I am looking for possibilities (and their pros and cons) for protecting network traffic of the components of a a time-critical application in a data center. The aim is minimizing the damage an attacker can cause if he manages to compromose a VM. It shall be impossible to read the traffic between other (non-compromised) VMs. This could be achieved by encryption or by limiting the network access.

We have a VMware environment, several ESXi hosts and a Fortigate firewall. Parts of the internal traffic are not encrypted yet because the application opens several connections, one after the other. And there is a latency limit on the whole process.

Due to the latency limit the (trivial) usage for TLS for each connection is not an option. Maybe it could be done with proxies on all systems which keep the TLS connections open independent of what the application is doing.

I guess using a VPN between all involved systems (about 50) would be a management nightmare. We use keepalived which probably makes a VPN solution even worse.

I also think about using permanent ARP entries as a protection against ARP spoofing. VMware prevents MAC spoofing. This would not add any latency and should avoid the need for encryption. But it does not work well with the Fortigate and not with virtual IPs either.

I am interested in opinions about the mentioned approaches and other approaches which I am not aware of yet.

What do other organizations with microservices and timing restrictions do? I do not require a statement what the best solution is. I would like to know what has proven (not) to be feasible.


It sounds like you're looking for what is nowadays called "micro-segmentation" as a part of a zero-trust architecture.

Basically, with traditional segmentation (firewalling & vLANing) you limit the communications between subnets -- you prevent someone from from communicating with unless they meet the given criteria. In micro-segmentation you do traffic limiting, and/or inspection, between applications/services that are living within the same subnet. This is most readily accomplished at the hypervisor level, since the hypervisor can natively see all the traffic passing to/from its guests.

And zero-trust is referring to the ago old security adage of "trust no one," even your own systems. You extend the bare minimum level of trust, basically the operating equivalent of "need to know" for information. App servers can communicate to the outside world only as responses to TLS requests, nothing else is permitted -- etc. You limit trust to explicit requirements for operations, allowing nothing more.

As an example, you could use micro-segmentation to say that Front-End-App-Server-A can talk to Mid-Tier-Logic-Server-A which can, in turn, talk to Database-Server-A. But the Front-End-Server can't talk directly to the DB server. And Front-End-A can't talk to Front-End-B, even though they're in the same subnet.
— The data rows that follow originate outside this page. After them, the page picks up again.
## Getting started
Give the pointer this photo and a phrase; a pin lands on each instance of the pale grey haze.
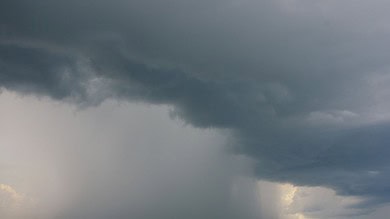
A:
(194, 109)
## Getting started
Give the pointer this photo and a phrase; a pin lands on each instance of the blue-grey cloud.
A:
(303, 84)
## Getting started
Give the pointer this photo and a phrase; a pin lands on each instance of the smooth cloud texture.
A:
(303, 84)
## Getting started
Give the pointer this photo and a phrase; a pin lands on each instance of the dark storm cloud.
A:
(303, 83)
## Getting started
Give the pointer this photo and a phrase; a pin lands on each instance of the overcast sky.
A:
(187, 109)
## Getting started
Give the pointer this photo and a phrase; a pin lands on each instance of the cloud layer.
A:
(303, 84)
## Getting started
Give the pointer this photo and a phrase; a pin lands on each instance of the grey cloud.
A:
(282, 74)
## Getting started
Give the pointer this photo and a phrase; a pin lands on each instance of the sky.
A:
(194, 109)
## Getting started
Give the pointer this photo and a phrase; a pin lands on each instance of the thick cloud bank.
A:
(304, 84)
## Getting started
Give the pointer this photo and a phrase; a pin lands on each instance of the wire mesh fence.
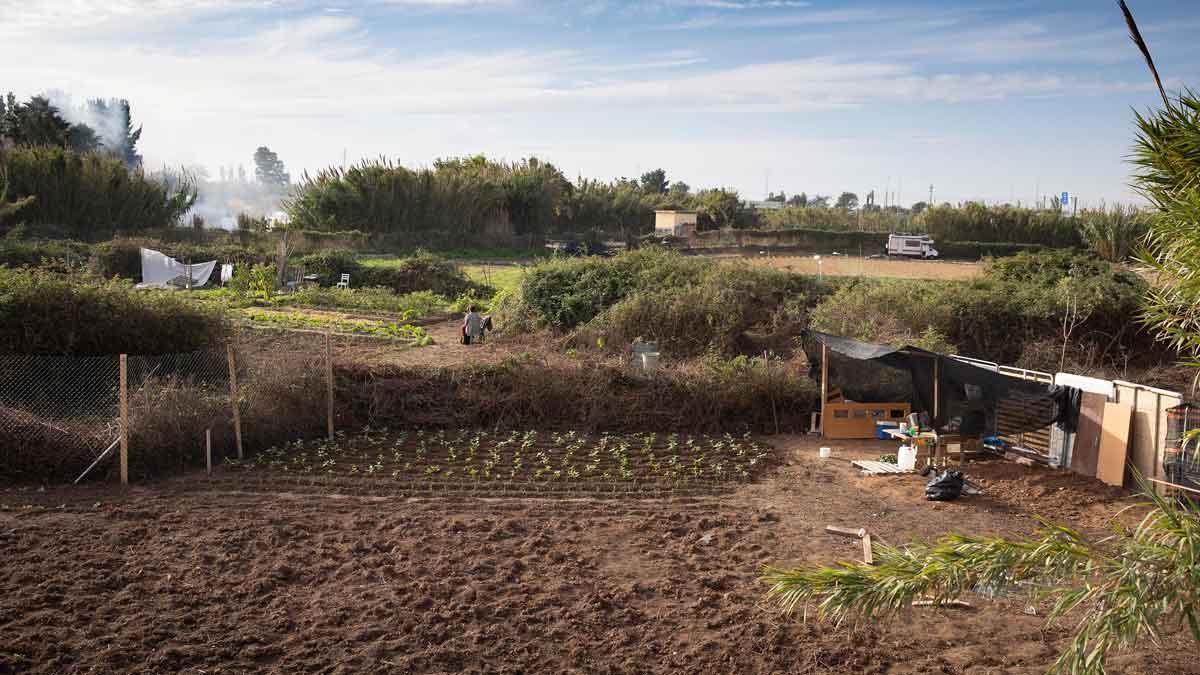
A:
(61, 417)
(57, 413)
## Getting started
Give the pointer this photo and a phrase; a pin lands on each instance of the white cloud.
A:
(21, 17)
(311, 85)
VMware has been making a rather big deal about using micro-segmentation on their platform lately. Sounds like you should check it out: https://www.vmware.com/solutions/micro-segmentation.html

This bypasses the session creation time constraints for encryption. Plus it does what encryption can't. (VPNs or SSL/TLS protect data in transit, but don't actually limit the harm an attacker can do once within the "secured" network. Segmentation with limited trust limits the attackers possible next steps -- basically they have to defeat a new firewall each time they try to pivot to a new vector.) And, it is all done at the hypervisor/network level; which means that you don't have to rewrite your applications to use it. Set it up at the infrastructure level and let your applications keep doing whatever they're doing.


Basically VPN would have similar performance impact as TLS would. So you need latency-wise cheaper solution.

  1. You can use ESXi Firewall. (Basically vmware technology is kind of near to Linux and L2 and L3 filtering on bridges and other virtual network components is possible).

  2. You can use a kind of network segmentation - use of multiple network adapters assigned to different groups of guests or guests might create some additional barriers.

  3. You can use some VLAN setup, but IMHO it's a bit overestimated strategy.